I've struggled to find any literature explaining this, so here's hoping someone can help out.
I work in a subfield of MRI where the data that we collect is 4D (3D spatial and 1D temporal). Due to certain hardware (and participant) constraints, it is frequently the case that the data we collect is spatially anisotropic. For example, a signal intensity at some point in space reflects the measurement of some physical phenomenon emanating from a 0.5 mm x 0.5 mm x 1.0 mm volume in space.
So for a given time point, the raw data we have in our possession is a 3D matrix where each cell represents the measured signal coming from an anisotropic volume of space.
At any rate, one of the customary preprocessing methods that takes place prior to any sort of statistical analysis is to resample these data sets into spatially isotropic forms.

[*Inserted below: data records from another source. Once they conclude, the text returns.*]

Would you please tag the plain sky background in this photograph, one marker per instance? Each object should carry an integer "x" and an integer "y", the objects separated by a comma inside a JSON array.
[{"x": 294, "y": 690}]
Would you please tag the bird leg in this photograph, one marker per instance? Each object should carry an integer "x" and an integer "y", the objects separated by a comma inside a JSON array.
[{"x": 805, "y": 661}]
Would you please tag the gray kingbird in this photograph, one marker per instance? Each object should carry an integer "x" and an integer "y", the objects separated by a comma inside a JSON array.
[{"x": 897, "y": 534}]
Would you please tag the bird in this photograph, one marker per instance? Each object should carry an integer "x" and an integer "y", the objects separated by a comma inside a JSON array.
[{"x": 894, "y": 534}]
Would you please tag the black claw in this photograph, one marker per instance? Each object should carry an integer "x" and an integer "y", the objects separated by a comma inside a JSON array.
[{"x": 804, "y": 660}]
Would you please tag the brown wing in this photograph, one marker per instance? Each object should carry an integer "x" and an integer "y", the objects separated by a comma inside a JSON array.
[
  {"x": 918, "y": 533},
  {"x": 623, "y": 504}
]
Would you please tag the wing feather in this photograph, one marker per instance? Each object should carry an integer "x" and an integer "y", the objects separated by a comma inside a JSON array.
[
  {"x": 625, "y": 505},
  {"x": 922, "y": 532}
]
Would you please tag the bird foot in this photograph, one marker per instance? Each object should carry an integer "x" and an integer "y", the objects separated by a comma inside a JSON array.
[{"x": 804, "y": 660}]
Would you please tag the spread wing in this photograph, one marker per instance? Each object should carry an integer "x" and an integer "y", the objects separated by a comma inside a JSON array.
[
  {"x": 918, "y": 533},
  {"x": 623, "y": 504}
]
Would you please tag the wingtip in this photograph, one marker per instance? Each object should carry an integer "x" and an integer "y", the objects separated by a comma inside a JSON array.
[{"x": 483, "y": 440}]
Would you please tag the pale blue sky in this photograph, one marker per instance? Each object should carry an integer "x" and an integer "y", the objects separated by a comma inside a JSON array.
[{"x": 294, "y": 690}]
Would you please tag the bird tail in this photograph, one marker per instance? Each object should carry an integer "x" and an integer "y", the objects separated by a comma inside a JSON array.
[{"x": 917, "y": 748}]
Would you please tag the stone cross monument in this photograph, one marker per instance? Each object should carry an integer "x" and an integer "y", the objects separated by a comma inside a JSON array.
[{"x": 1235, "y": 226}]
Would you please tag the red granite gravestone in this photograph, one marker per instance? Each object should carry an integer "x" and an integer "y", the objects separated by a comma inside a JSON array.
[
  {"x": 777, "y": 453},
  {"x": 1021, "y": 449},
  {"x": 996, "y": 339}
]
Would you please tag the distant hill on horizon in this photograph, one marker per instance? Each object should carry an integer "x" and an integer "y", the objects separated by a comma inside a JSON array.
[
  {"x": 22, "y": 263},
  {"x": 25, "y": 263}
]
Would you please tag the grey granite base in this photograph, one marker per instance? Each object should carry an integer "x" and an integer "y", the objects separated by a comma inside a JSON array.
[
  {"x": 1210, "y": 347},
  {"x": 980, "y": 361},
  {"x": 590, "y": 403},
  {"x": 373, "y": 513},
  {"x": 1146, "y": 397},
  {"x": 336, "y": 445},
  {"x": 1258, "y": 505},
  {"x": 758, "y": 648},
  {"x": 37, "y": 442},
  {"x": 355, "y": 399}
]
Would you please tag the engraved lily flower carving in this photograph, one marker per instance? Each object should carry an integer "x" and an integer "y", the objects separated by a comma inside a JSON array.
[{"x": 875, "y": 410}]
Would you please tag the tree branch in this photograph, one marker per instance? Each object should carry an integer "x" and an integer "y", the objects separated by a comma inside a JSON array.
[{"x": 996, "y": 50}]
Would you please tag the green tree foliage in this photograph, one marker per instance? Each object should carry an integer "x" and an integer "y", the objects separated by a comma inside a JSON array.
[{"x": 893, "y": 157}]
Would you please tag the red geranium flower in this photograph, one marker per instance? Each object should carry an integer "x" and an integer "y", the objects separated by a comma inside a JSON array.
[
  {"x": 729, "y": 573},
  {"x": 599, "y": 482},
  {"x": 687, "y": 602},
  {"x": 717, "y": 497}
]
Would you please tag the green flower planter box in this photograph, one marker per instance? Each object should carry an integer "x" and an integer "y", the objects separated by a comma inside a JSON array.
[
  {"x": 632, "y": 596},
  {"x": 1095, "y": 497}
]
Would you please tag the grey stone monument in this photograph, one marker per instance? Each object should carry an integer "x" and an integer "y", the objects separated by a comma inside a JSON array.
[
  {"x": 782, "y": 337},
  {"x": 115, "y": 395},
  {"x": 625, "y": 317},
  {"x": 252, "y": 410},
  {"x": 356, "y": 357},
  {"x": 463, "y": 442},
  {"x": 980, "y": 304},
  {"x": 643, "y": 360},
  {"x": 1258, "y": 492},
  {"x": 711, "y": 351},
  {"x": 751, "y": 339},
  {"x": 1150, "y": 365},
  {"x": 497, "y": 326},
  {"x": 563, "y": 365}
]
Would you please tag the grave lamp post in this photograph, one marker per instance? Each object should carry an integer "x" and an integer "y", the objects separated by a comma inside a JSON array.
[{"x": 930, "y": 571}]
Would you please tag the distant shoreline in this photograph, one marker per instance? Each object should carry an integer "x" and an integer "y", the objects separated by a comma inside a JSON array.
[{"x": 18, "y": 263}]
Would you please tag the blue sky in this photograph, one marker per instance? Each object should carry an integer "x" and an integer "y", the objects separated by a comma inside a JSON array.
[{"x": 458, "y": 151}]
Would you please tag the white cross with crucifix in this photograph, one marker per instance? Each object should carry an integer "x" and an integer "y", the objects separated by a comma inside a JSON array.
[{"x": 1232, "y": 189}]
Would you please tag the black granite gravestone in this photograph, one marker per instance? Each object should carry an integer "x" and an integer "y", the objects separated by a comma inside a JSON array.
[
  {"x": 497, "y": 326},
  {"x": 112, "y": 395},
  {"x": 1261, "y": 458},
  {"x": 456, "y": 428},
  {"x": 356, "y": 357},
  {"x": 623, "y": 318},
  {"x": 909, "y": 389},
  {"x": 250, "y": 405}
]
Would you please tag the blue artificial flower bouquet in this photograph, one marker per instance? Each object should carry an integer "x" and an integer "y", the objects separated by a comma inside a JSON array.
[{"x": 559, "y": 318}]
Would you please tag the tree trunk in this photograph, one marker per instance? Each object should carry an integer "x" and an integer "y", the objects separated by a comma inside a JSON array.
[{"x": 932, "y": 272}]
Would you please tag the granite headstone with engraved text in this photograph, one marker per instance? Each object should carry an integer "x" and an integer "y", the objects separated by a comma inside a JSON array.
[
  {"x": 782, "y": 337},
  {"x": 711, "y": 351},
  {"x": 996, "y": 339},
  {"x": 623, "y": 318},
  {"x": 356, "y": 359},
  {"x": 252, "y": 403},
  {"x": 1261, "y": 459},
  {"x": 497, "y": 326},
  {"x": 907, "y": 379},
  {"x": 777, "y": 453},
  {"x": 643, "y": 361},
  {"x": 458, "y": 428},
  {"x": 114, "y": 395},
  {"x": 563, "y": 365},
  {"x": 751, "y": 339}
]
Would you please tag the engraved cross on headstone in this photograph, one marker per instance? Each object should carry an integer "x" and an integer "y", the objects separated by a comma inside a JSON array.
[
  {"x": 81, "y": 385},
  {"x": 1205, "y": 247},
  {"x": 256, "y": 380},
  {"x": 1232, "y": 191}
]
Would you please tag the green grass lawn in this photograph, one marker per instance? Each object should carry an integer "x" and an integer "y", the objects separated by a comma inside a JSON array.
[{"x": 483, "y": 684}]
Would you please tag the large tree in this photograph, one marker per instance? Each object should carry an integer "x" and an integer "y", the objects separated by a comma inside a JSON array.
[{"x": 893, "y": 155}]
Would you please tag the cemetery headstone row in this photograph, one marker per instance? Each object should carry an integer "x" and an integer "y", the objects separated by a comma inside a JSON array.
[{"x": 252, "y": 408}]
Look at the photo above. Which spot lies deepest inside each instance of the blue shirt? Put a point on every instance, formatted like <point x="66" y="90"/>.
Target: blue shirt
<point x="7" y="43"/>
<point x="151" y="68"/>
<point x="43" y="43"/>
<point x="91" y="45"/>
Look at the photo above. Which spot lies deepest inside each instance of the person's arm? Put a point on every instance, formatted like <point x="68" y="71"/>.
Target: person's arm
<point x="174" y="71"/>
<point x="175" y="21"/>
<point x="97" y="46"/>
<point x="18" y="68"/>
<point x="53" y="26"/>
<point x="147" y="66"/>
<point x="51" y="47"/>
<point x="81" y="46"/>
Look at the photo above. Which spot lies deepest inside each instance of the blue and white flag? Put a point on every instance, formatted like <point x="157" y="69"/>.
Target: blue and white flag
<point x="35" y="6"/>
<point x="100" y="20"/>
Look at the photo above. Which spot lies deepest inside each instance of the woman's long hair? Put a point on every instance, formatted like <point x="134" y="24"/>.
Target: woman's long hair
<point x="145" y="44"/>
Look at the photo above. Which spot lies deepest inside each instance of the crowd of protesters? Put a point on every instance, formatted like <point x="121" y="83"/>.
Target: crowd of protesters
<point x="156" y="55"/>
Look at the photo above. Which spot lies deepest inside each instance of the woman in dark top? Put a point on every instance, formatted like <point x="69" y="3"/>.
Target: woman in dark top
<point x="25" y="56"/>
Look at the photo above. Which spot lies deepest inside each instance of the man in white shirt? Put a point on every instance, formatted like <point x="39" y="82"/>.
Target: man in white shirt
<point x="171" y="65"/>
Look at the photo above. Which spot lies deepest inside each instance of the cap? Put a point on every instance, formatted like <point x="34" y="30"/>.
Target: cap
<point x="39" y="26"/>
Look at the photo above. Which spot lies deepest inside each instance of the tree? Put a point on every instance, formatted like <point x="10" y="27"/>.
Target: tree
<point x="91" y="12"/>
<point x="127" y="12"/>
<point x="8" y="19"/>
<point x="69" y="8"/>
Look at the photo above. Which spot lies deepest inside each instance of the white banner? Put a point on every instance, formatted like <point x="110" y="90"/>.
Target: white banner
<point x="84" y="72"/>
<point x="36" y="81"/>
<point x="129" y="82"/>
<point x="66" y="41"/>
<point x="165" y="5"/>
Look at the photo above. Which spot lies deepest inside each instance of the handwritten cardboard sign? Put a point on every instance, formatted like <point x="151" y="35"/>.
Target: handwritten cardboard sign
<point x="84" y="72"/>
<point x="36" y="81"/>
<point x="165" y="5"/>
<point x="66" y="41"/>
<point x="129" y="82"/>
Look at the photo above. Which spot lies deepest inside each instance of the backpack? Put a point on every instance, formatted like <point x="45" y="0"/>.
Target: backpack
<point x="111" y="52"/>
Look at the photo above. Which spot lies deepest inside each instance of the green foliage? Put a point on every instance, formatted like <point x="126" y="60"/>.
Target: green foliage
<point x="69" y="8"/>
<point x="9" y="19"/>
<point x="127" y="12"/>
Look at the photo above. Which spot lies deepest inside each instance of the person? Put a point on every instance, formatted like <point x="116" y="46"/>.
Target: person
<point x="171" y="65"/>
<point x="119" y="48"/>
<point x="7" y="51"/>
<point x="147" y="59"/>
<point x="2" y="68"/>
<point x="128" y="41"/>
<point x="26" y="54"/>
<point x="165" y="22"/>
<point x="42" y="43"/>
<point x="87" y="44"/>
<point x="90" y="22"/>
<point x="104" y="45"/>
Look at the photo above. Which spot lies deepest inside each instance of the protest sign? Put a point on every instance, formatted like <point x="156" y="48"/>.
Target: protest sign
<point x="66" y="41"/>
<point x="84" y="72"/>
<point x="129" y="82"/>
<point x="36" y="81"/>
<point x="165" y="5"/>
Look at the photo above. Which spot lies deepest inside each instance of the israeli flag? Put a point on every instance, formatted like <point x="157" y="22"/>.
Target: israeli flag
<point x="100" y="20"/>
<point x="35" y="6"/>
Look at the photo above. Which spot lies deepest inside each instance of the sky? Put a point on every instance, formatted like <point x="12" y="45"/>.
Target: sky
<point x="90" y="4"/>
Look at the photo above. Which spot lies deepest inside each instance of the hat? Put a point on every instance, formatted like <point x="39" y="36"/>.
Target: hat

No where can I find any justification for why this is done. If anyone could shed some light onto some underlying theory that motivates this decision, it would be greatly appreciated. Cheers~
Edit: To offer some additional details...
Consider a 2D space in "real-world" that spans 5mm x 5mm. Suppose this space takes on discrete measurements representing 1.25 mm x 1.00 mm (an anisotropic area). This means that we will have an 4x5 matrix of measurements representing our real-world space. This is the data that the MRI outputs.
Now, suppose I want to "resample" this anisotropic data into an isotropic format using a grid of 1.00 mm x 1.00 mm. For this procedure, lay down the anisotropic matrix onto the real-world coordinate system, and, on top of this, superimpose the isotropic grid. Then, depending on your spatial resampling method (e.g. nearest neighbor) the isotropic grid will be populated with values to form a 5x5 matrix (where these values are dictated by what values were initially present in the acquired anisotropic dataset) This would look something like this:
The above example is only a 2D spatial data set...but, hopefully, it is clear how to generalize this procedure to the higher 3D case.
To add further context, these datasets are typically subjected to spatial transformations that can be either linear or non-linear. Further, the data sets are smoothed (using a whole range of different approaches...some more 'standard' than others) for noise minimization. Once some other preprocessing steps take place, statistical analysis finally occurs.